Her decision to donate his organs would forge an irrevocable bond with four families. Now they were finally meeting face to face, an extraordinary rendezvous in the recent history of organ donations. Normally donors are anonymous, but Glaspy longed to meet the recipients whose replenished lives promised redemption for her lost son.
After Elliott came Donna Arnold, 51, a diabetic with failing kidneys who had received Henry's kidney and pancreas.
She hugged Glaspy and said, "I'm Donna. I'm so blessed.... Thanks for giving us all another chance."
James Benton, 61, once left bed-ridden by progressive liver disease, received Henry's liver.
"If it wasn't for Chris," he told Glaspy, "I wouldn't be standing here."
And Brian Polk, 33, a dump truck driver whose faltering kidneys meant he would die without a transplant, received Henry's other kidney. He embraced Glaspy in a long bear hug, his face touching hers.
Glaspy, her voice breaking, said, "If there's anything else I can do…"
"You've done so much," Arnold told her.
On the afternoon of Dec. 16, Henry had been arguing with Loleini Tonga, his fiancee and mother of their three children. Henry jumped into the back of a pickup driven by Tonga. Police, who later ruled the death an accident, said he tumbled from the truck and struck his head. Henry was rushed to Carolinas Medical Center with massive brain trauma.
When Glaspy arrived that night from her home in Cincinnati, Henry was unresponsive. She whispered softly in his ear, "Say something to Mama."
Henry's year-old son patted his father's eyes and cried out, "Wake up, Daddy!"
Henry never regained consciousness. When a doctor told Glaspy that he had not survived, she fainted.
Among the hospital staff who helped revive her was Matthew Kinney, a family support coordinator for LifeShare of the Carolinas, a nonprofit that facilitates organ donations in southwestern North Carolina.
Kinney consoled her and gave her time to "decouple," as he put it — to absorb Henry's death and begin to grieve with assembled family and friends.
When Glaspy seemed ready, Kinney mentioned organ donation.
"Chris was young and healthy," Kinney said. "He can leave a legacy, something his kids can be proud of. They will know he didn't just die, but he left the world a better place by giving someone else a chance at life."
Glaspy discussed it with family members.

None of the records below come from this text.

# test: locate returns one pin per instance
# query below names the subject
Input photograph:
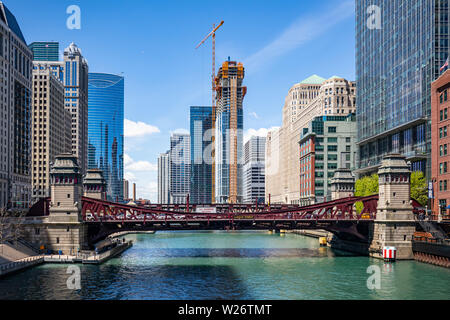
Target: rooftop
(314, 79)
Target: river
(231, 265)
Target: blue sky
(153, 44)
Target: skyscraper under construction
(230, 94)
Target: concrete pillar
(394, 225)
(63, 229)
(342, 184)
(94, 185)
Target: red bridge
(337, 216)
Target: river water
(231, 265)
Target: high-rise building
(126, 189)
(76, 100)
(254, 176)
(106, 130)
(45, 51)
(15, 114)
(73, 73)
(179, 166)
(229, 133)
(163, 178)
(50, 127)
(201, 161)
(395, 65)
(328, 143)
(272, 166)
(312, 97)
(440, 143)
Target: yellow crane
(212, 34)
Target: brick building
(440, 142)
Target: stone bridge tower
(342, 184)
(94, 184)
(65, 230)
(394, 224)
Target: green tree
(366, 186)
(419, 188)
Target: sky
(152, 44)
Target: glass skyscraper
(179, 167)
(45, 51)
(400, 46)
(201, 161)
(105, 138)
(229, 139)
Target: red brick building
(440, 143)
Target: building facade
(45, 51)
(50, 127)
(229, 138)
(327, 144)
(179, 166)
(272, 166)
(254, 174)
(106, 130)
(201, 158)
(163, 178)
(440, 143)
(126, 190)
(395, 65)
(15, 114)
(312, 97)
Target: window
(332, 148)
(332, 157)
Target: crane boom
(212, 34)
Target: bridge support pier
(394, 225)
(63, 229)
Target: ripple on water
(231, 266)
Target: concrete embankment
(124, 233)
(19, 265)
(311, 233)
(90, 258)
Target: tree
(419, 188)
(366, 186)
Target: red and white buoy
(389, 254)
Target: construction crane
(212, 34)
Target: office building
(50, 127)
(106, 130)
(312, 97)
(272, 166)
(45, 51)
(179, 166)
(328, 143)
(229, 127)
(395, 65)
(126, 189)
(254, 164)
(201, 161)
(15, 114)
(163, 178)
(440, 143)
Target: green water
(234, 265)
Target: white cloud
(133, 166)
(180, 131)
(261, 132)
(138, 129)
(254, 115)
(300, 32)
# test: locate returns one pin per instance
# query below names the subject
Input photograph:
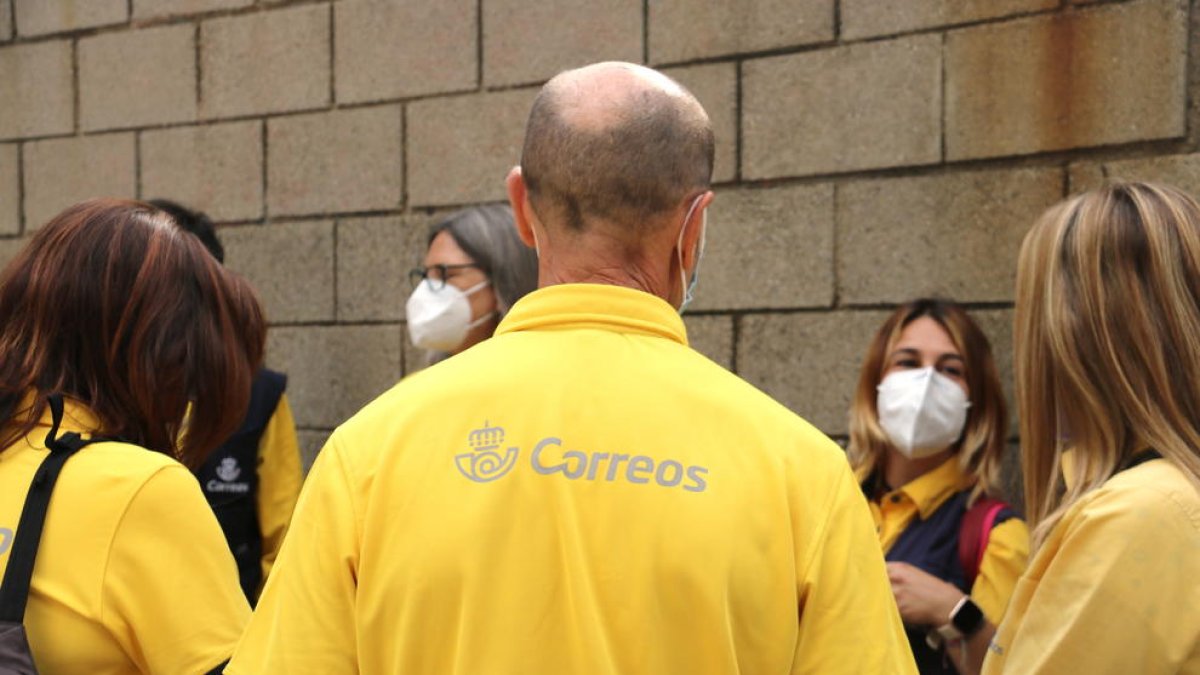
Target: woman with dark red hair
(113, 323)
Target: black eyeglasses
(436, 274)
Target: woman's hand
(923, 599)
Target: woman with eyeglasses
(475, 268)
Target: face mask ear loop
(683, 276)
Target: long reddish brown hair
(113, 305)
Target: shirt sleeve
(171, 592)
(1119, 595)
(849, 617)
(1003, 562)
(305, 620)
(279, 481)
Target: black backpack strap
(15, 589)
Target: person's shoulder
(1152, 500)
(107, 476)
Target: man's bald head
(615, 142)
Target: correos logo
(485, 463)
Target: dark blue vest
(229, 479)
(931, 545)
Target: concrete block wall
(867, 150)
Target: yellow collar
(931, 490)
(594, 305)
(76, 416)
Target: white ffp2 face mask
(441, 320)
(922, 411)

Then she thought: I've got to talk to Chris. She went back to where he lay, his brain function gone but his body attached to mechanical support systems.
She whispered to Chris that she knew what his answer would have been if he had been able to make a decision.
"Chris was a giver," Glaspy recalled. "If he knew he could help someone, he would have said yes."
Three weeks ago, Glaspy flew back to Charlotte. She knew virtually nothing about the four recipients, but had wanted to meet them almost from the moment she decided on donation. LifeShare told her they wanted to meet her too. In cases where both the organ recipients and the donor family ask to meet, according to LifeShare, the agency will reveal their identities to one another.
This was the first time LifeShare brought together multiple recipient families with a donor family. Nationally, such encounters are extremely rare but not unprecedented, said Joel Newman of the United Network for Organ Sharing.
LifeShare hoped media coverage of Henry's mother meeting organ recipients would promote organ donation and raise awareness, said Debbie Gibbs, an agency spokeswoman.
All four recipients had heard the news about Henry's accident just hours before they received urgent calls to rush to a hospital for possible transplant surgery. Each suspected Henry was the donor, but LifeShare did not confirm it until shortly before they gathered to meet Glaspy.